Two weekends ago, we tackled a project that to say I had been "putting off" would have been a HUGE understatement.
On one hand, I was excited to finally give son #2 a much needed space of his own. Sharing a room with his much loved, but very different (temperament & personality wise), brother was putting a little strain on their relationship - and a lot of stress on momma. So when son #1 signed on to the Marines, we told #2 he could move into #1's room. That was a year and a half ago...
Because on the other hand, making this transition required some major letting go. For 16 years this was favorite son #1's room. We watched him grow up in this room - changing the decor as he changed and matured: from Mickey Mouse to airplanes to a "world traveler" theme. It was his space and it reflected so much of who he was through all the tennis trophies, root beer bottles and stacks of favorite books.
And after he left, it was the one place I could go and feel close to him. When he was in boot camp, I would go to his room and sit on his bed and pray for him and write his daily letter. I would often sit in his chair to have my quiet time - and be encouraged that God had his hand on him. And yet, I could not get away from that fact that even though the room was still full of his "stuff" - it was no longer full of "him."
*sigh* I miss my son.
However, my biggest problem is worrying about how Chris will feel on the next rare occasion that he gets to come home. We live in a small house without a lot of wiggle room - no big family room, or guest room or even a small den with a pull out couch.

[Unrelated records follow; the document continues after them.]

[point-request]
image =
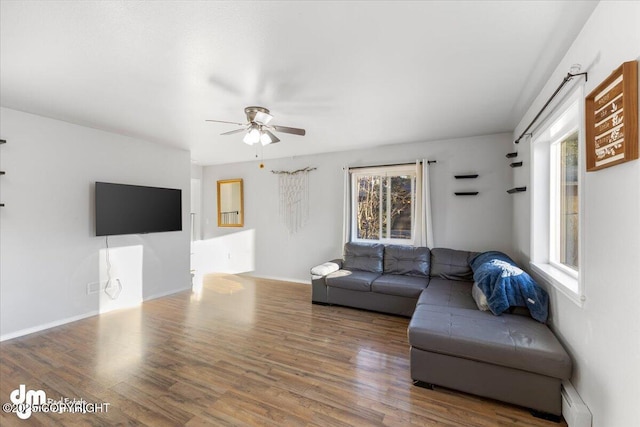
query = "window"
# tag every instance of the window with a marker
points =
(556, 176)
(383, 204)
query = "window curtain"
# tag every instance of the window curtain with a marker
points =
(424, 225)
(346, 209)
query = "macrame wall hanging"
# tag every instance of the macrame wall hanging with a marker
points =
(294, 197)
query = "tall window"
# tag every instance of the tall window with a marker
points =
(557, 166)
(564, 202)
(384, 201)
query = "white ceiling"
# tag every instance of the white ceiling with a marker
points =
(352, 73)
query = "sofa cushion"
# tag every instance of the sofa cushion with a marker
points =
(353, 280)
(451, 264)
(403, 286)
(508, 340)
(363, 256)
(408, 260)
(448, 293)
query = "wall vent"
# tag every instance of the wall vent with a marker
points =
(574, 410)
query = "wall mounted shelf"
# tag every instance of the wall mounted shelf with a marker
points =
(517, 190)
(2, 141)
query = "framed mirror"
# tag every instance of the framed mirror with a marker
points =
(230, 203)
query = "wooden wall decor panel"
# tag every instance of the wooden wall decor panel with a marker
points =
(611, 111)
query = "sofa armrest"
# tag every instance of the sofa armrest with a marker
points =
(326, 268)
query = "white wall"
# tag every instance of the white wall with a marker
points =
(478, 223)
(49, 253)
(603, 337)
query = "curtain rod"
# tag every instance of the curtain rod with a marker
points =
(390, 164)
(567, 78)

Chris works hard serving his country in the USMC (Ooh-rah!) and when he comes home I want him to have a comfortable space to dump his stuff and relax and be refreshed. And instead, I worry that by packing up his stuff and redoing "his" room, he will come home and feel "displaced". I don't ever want him to feel like he is an outsider or that we have "moved on without him" - I want him to know that we love him and miss him and wish he was here with us.
And most importantly, I always want him to be able to walk in that front door and know that he is home.
And so it was with much hesitation and a few tears that I slowly began packing things up and Chris' room became Chris/Isaac's room. It still had a lot of Chris' stuff in it and it also had some of Isaac's things tucked in here and there. I had removed Chris' hand-made quilt from the bed and put an inexpensive comforter on it (no one gets to sleep with Chris' quilt but Chris - I had to draw a line somewhere) and Isaac and I picked out a couple of things to hang on the walls to go along with his "modern knight" theme. And that's the way it sat...for months.
Hence, the kind-of-before pictures
(you'll have to excuse the pics- this is a very small narrow space and taking good pictures is a challenge) :
And we had to figure out what to do with this: a very heavy 3 foot long sword. Isaac & I bought it out with out thinking
"what do you do with a very heavy 3 foot long potentially very dangerous in the wrong hands kind of sword?" No, we just thought it was cool and so home it came...
Then Chris came home over New Year's. He sorted through a few things, threw a few things away and packed a few things to take back with him. And I knew it was time. So I took a big breath and Isaac and I picked a weekend to tackle the project, sweated over paint colors, bought a cool new bright orange lamp and got to work...
With a little guidance, Isaac picked out the colors for his room and I have to say he did a great job. I also have to say I was really worried at first because, in my head, bright green and light blue with a little "pop" of orange do NOT sound good together - but we were very relieved to find out that they do go together. And it also helped that we found the perfect comforter to pull it all together.
And here are the results (again, small room = not so good pics) :
We turned the bed around to make more floor space. This is such a small space so making this one change made a huge difference. In the back of this picture is one of my favorite things about the whole room now: the 8 foot long shelf we put all along the back wall. It pushed the bed out from the wall about 9 inches, making it easier for Isaac to tuck the bedding in when making the bed. And gave him a lot more room for his books
(we never have enough room for books in this house - a good problem to have, I think.)
I think it turned out great. We still have some finishing touches to do(
eventually). I'm looking for some kind of mural or wall art to put on the sloped ceilings (a large crest/sheild) but it looks like Isaac doesn't mind and he has settled right in
(with little brother right next to him.) And, yes, as you can see, we found the perfect spot for that sword. It should stay out of trouble there
(I hope.)
Oh, and one last very important picture...
Isn't he cute? That's my resident handy-man and, nope, you can't have him. I mean, seriously, he even works with a smile on his face -
how often can you get that kind of service anymore?
In conclusion:
Yes, emotionally, this was a hard project to do ... but it was worth it.
And I know, Chris will still come home and I'll fuss over him and his brother's will annoy him and his dad will beat him at Monopoly and I'll make him ham and lots of mashed potatoes and probably a chocolate pie or two...
And though things may look a different on the outside - home is still
...home. And there will always be a couch ...or an extra bed ...or an air mattress ...to sleep on.
After all, once you're part of this family...you're stuck with us.
'Cuz that's the way we roll...
Chris - I hope you know how much we love you and we hope you can come home...soon!